The est1 mutant was previously identified because it is defective in telomere maintenance and displays a senescent phenotype. To see if Est1 might be a component of yeast telomerase, we examined immunoprecipitated Est1. The yeast telomerase RNA Tlc1 specifically coprecipitated with Est1. Furthermore, the Est1 immunoprecipitates contained a telomerase-like activity. As expected for yeast telomerase, the activity elongated telomeric primers, it required dGTP and dTTP but not dATP or dCTP, and it was sensitive to RNase A. Further evidence suggesting that the activity was telomerase was obtained from experiments using a TLC1-1 mutant strain, which has a mutant telomerase template containing dG residues. The activity immunoprecipitated from TLC1-1 mutant strains incorporated 32P-labeled dCTP, while activity from TLC1 strains did not. Use of different telomeric primer substrates revealed two distinguishable telomerase-like activities: one was dependent on TLC1, and one was not. The TLC1-independent activity may be due to a second yeast telomerase RNA, or it may be some other kind of activity.
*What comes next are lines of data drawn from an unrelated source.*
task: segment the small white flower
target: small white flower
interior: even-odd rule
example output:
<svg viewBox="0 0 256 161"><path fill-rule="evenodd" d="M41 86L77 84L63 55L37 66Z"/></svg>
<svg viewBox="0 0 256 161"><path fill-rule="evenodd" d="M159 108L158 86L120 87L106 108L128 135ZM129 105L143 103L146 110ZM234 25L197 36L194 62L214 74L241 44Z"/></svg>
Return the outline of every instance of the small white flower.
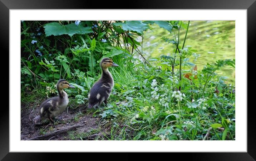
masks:
<svg viewBox="0 0 256 161"><path fill-rule="evenodd" d="M186 97L185 94L182 93L179 91L174 91L172 95L172 97L174 97L177 101L182 101L182 99Z"/></svg>
<svg viewBox="0 0 256 161"><path fill-rule="evenodd" d="M36 41L36 40L32 40L32 41L31 42L31 44L34 44L35 43L37 43L37 41Z"/></svg>
<svg viewBox="0 0 256 161"><path fill-rule="evenodd" d="M104 43L105 43L106 42L107 42L107 40L105 39L102 39L102 40L101 40L101 41Z"/></svg>
<svg viewBox="0 0 256 161"><path fill-rule="evenodd" d="M154 90L155 91L158 91L158 88L157 87L155 87L155 88L154 88Z"/></svg>
<svg viewBox="0 0 256 161"><path fill-rule="evenodd" d="M154 87L157 85L157 82L156 80L153 79L151 83L151 87Z"/></svg>

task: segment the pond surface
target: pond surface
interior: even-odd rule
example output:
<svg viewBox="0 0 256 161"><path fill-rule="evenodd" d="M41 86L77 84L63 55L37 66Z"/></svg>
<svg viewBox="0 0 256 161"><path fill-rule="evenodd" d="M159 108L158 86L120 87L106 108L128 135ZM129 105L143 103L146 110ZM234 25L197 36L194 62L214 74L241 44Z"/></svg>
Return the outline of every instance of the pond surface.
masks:
<svg viewBox="0 0 256 161"><path fill-rule="evenodd" d="M198 70L201 70L207 63L213 63L218 59L235 59L235 22L233 21L191 21L185 46L191 46L200 56L197 59L191 56L189 61L196 64ZM157 25L151 26L152 30L148 30L143 34L143 49L146 58L170 55L174 46L165 42L161 38L174 39L173 33L170 34ZM174 30L177 35L177 31ZM185 34L186 30L181 29L180 42L182 44ZM138 41L141 42L140 39ZM235 84L235 70L232 67L225 67L217 73L228 77L229 81Z"/></svg>

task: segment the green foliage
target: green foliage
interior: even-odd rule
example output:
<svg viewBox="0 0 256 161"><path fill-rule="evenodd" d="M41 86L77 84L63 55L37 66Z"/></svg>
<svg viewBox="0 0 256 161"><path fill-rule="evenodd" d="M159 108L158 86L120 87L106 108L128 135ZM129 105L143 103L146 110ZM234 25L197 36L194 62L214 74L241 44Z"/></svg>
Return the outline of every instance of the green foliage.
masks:
<svg viewBox="0 0 256 161"><path fill-rule="evenodd" d="M116 26L120 26L125 31L131 31L142 34L143 31L149 28L149 26L143 23L141 21L129 21L124 22L113 23Z"/></svg>
<svg viewBox="0 0 256 161"><path fill-rule="evenodd" d="M56 95L56 84L63 78L75 87L65 89L69 106L84 108L88 91L100 76L99 63L109 57L120 66L109 68L115 86L108 106L92 110L101 119L103 129L108 129L104 139L201 140L211 127L207 139L235 140L235 87L217 73L225 66L235 68L235 60L206 63L202 70L197 70L189 59L197 52L196 47L178 41L179 30L188 31L188 23L183 21L113 22L24 22L23 101L35 100L35 95L28 96L28 91L40 91L42 100L45 94L48 97ZM139 59L145 55L140 50L142 41L138 38L142 38L153 23L176 33L175 39L162 39L177 49L143 62ZM33 40L37 42L31 43ZM78 114L72 121L78 122L84 114ZM42 134L48 132L40 130ZM88 135L70 133L70 136L83 140Z"/></svg>
<svg viewBox="0 0 256 161"><path fill-rule="evenodd" d="M83 25L84 23L81 23L79 25L72 23L64 25L57 22L51 22L46 24L44 28L46 37L51 35L58 36L64 34L72 36L75 34L86 34L93 32L91 27L85 27L83 26Z"/></svg>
est1突变体先前已被鉴定出来,因为它在端粒维持方面存在缺陷,并表现出衰老表型。为了探究Est1是否可能是酵母端粒酶的一个组成部分,我们检测了免疫沉淀的Est1。酵母端粒酶RNA Tlc1能与Est1特异性共沉淀。此外,Est1免疫沉淀产物含有一种类似端粒酶的活性。正如对酵母端粒酶所预期的那样,该活性可延长端粒引物,它需要dGTP和dTTP,但不需要dATP或dCTP,并且对核糖核酸酶A敏感。使用TLC1 - 1突变株进行的实验获得了进一步证据,表明该活性是端粒酶活性,TLC1 - 1突变株具有一个含有dG残基的突变端粒酶模板。从TLC1 - 1突变株免疫沉淀得到的活性可掺入32P标记的dCTP,而从TLC1株得到的活性则不能。使用不同的端粒引物底物揭示了两种可区分的类似端粒酶的活性:一种依赖于TLC1,另一种则不依赖。不依赖TLC1的活性可能归因于酵母的第二种端粒酶RNA,或者它可能是某种其他类型的活性。